Question

From the choices given below, choose the equation whose graphs are given in Fig. (i) and Fig. (ii).

For fig. (i)	For fig. (ii)
(i) $y=x$	(i) $y=x+2$
(ii) $x+y=0$	(ii) $y=x-2$
(iii) $y=2x$	(iii) $y=-x+2$
(iv) $2+3y=7x$	(iv) $x+2y=6$

Answer 1

In the given fig. (i), the solutions of the equation are $(-1,1),(0,0)$ and $(1,-1)$.

$\therefore$ the equation which satisfies these solutions is the correct equation.

Equation (ii) $x+y=0$, satisfies these solutions.

Proof:

If we put the value of $x=-1$ and $y=1$ in the equation $x+y=0$

$=x+y=-1+1=0$

$\therefore L.H.S=R.H.S$

if we put the the value of x = 0 and y = 0

$=x+y=0+0=0$

$\therefore L.H.S=R.H.S$

If we put the value of $x=1$ and $y=-1$

$=x+y=1+(-1)=1–1=0$

$L.H.S=R.H.S$

Hence, option (ii) $x+y=0$ is correct.

In the given Fig.(ii) the solutions of the equation are $(-1,3),(0,2)$ and $(2,0)$.

$\therefore$The equation which satisfies these solutions is the correct equation.

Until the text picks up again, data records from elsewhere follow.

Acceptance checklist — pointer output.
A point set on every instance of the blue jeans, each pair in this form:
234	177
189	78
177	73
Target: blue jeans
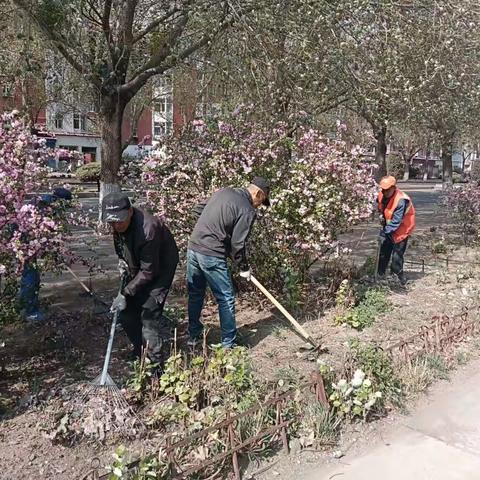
203	270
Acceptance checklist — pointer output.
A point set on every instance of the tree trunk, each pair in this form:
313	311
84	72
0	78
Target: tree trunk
381	151
111	118
406	171
447	151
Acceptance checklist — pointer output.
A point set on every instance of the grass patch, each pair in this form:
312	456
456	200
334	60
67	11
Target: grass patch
439	366
416	378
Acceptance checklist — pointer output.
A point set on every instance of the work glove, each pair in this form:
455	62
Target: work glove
382	237
123	268
119	304
247	275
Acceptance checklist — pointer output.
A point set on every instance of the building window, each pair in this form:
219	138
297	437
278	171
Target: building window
158	129
79	122
58	121
7	90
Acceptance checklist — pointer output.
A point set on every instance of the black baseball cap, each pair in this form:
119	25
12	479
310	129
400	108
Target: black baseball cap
264	186
115	207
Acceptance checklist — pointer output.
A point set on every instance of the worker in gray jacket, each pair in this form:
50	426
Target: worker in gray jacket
221	232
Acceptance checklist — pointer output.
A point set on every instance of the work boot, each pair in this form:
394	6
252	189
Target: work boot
193	342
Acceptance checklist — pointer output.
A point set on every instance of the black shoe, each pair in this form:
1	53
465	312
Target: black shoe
133	355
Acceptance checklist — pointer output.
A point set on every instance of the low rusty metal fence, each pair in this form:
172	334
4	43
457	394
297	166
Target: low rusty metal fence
278	432
438	337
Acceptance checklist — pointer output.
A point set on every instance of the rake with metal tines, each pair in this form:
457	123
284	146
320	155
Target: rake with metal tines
104	405
104	381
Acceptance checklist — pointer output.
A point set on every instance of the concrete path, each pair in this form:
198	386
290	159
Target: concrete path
441	441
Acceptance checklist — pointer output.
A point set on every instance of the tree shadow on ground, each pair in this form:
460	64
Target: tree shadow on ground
42	360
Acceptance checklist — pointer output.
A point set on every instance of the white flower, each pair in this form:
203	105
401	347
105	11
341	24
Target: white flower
358	378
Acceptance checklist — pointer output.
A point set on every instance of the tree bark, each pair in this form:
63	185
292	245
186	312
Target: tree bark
381	151
111	119
447	151
406	172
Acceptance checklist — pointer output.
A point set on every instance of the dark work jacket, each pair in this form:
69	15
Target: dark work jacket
151	254
224	225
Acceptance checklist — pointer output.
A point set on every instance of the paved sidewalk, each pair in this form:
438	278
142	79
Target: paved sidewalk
441	441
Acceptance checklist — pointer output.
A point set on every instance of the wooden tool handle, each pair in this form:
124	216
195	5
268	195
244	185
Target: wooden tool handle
287	315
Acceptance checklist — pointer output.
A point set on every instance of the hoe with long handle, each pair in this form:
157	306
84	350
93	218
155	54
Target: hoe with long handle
303	333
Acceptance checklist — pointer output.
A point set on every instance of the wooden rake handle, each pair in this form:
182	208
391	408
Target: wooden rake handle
277	304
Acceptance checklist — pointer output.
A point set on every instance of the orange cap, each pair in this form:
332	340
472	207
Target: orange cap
388	182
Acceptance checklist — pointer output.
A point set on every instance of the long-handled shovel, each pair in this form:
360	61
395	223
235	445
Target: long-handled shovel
377	260
303	333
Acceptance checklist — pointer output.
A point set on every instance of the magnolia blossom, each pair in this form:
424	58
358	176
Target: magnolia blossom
28	231
320	189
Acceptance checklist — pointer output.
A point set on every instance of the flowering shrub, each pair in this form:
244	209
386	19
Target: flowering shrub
320	188
355	398
29	230
464	204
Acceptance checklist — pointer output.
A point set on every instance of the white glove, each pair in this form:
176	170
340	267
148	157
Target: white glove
119	304
247	274
123	267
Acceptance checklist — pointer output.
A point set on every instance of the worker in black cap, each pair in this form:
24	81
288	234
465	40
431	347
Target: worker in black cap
148	258
221	231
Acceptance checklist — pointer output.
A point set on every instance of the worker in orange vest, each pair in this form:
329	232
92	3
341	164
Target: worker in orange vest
398	222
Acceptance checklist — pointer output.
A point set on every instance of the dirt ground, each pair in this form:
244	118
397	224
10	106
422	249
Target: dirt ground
45	366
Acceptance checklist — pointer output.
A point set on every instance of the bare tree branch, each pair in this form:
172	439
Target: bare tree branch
155	24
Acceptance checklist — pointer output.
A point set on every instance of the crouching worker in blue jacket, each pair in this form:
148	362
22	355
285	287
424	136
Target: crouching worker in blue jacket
30	281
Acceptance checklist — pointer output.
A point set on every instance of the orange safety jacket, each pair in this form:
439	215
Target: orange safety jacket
408	223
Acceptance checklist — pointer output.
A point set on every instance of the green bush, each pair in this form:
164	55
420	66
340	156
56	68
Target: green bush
89	172
373	303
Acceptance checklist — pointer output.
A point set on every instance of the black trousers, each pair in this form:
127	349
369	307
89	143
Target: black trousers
145	325
393	251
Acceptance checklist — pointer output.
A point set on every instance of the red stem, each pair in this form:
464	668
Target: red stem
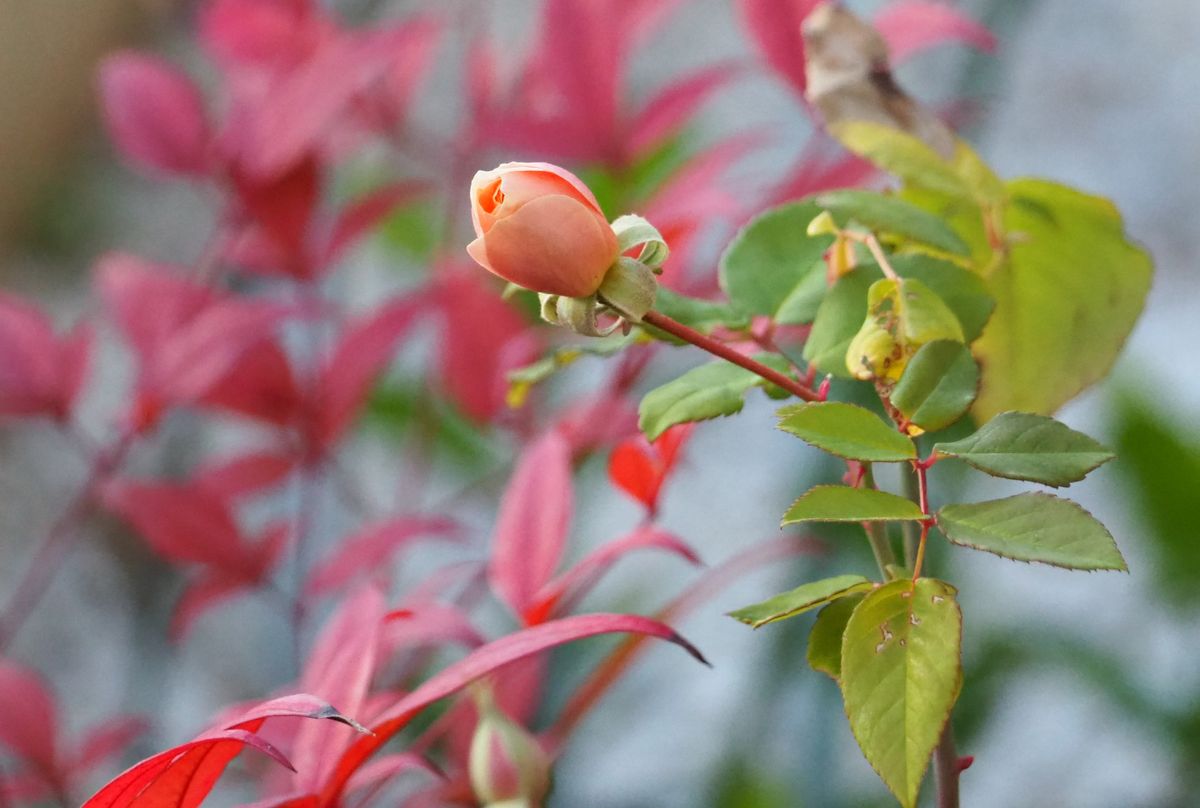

Equation (iii) $y=-x+2$ , satisfies these solutions.

Proof:

If we put the value of $x=-1$ and $y=3$ in the equation $y=-x+2$

$y=-x+2$

$3=-(-1)+2$

$3=3$

$\therefore L.H.S=R.H.S$

if we put the the value of $x=0$ and $y=2$

$y=-x+2$

$2=-0+2$

$2=2$

$\therefore L.H.S=R.H.S$

If we put the value of $x=2$ and $y=0$

$y=-x+2$

$0=-2+2$

$0=0$

$L.H.S=R.H.S$

Hence, option (iii) $y=-x+2$ is correct.